Il belga, ora impegnato in GP2 Series (ha vinto Gara 2 a Montecarlo) con la DAMS, è attualmente il 4° pilota della Renault, attraverso il legame stretto tra le due squadre sotto la gestione di Gravity Sport. Eric Boullier, responsabile del team Renault F1, ha speso per lui parole di elogio al quotidiano La Libre: "Ha dimostrato di meritarsi questa attenzione. La sua posizione oggi è promettente. Dopo Hockenheim (dove era stato sostituito da Romain Grosjean, ndr) ha cambiato atteggiamento e approccio. Tutti dicono che sia maturato, è diventanto un uomo. È stato capace di reagire".
Non a caso, sul tracciato amico di Spa-Francorchamps, D'Ambrosio è stato tra i corridori più competitivi della categoria cadetta. Dopo la pole ereditata per la penalità inflitta a Michael Herck, tuttavia, la sfortuna ci ha messo lo zampino costringendolo al ritiro in Gara 1 per la rottura del propulsore, mentre era secondo.
"Le prestazioni ci sono state, guardo il lato positivo. Ho fatto bene il mio lavoro", ha commentato.

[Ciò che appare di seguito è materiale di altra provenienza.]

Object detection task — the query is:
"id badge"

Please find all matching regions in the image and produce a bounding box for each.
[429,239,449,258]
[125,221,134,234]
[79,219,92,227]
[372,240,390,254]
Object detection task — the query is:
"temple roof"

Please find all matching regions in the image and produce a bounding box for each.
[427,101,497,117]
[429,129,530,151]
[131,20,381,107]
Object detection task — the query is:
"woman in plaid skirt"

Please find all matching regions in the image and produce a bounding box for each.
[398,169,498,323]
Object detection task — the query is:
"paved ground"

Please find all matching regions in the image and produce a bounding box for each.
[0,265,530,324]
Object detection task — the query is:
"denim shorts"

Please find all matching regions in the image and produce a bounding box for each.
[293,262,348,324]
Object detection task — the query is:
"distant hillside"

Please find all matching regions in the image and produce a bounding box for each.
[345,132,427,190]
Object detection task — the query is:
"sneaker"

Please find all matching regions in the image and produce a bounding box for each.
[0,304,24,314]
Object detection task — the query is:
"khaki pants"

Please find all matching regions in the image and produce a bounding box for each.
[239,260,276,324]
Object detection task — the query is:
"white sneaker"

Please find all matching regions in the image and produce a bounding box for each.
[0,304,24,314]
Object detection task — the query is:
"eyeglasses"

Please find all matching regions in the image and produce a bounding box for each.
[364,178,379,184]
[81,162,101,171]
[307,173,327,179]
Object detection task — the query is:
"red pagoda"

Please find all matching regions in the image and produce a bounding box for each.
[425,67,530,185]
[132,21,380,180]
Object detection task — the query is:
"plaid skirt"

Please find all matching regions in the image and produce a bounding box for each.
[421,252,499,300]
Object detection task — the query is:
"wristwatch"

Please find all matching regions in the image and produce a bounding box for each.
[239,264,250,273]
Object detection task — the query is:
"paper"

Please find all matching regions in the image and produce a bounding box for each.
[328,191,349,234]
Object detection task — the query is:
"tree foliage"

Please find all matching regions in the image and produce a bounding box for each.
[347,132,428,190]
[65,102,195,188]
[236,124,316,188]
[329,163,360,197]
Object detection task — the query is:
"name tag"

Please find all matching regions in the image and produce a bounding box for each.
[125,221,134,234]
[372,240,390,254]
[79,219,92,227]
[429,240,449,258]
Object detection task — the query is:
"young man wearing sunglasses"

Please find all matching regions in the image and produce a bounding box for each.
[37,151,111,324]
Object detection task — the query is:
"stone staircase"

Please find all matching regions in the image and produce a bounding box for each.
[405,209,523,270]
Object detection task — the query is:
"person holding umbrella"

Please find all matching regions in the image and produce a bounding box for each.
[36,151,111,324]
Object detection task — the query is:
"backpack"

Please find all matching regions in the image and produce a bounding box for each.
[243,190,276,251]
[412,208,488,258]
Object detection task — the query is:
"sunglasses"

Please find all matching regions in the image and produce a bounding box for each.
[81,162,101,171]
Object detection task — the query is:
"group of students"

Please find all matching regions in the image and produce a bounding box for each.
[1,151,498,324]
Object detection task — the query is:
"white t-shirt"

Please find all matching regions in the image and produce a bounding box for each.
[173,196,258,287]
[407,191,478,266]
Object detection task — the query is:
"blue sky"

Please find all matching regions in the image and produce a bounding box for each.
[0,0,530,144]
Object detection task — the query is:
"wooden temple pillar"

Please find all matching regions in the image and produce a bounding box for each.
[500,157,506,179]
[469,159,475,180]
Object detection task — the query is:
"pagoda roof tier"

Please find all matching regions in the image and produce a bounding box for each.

D'Ambrosio interessa anche alla Virgin, che già nel week-end di Budapest lo aveva nominato "riserva" dei titolari Timo Glock e Lucas Di Grassi, seppur senza annunciarlo pubblicamente. Pure la debuttante compagine britannica vorrebbe offrire all'ex campione di F.Master la chance di guidare la propria monoposto sul tracciato di Yas Marina.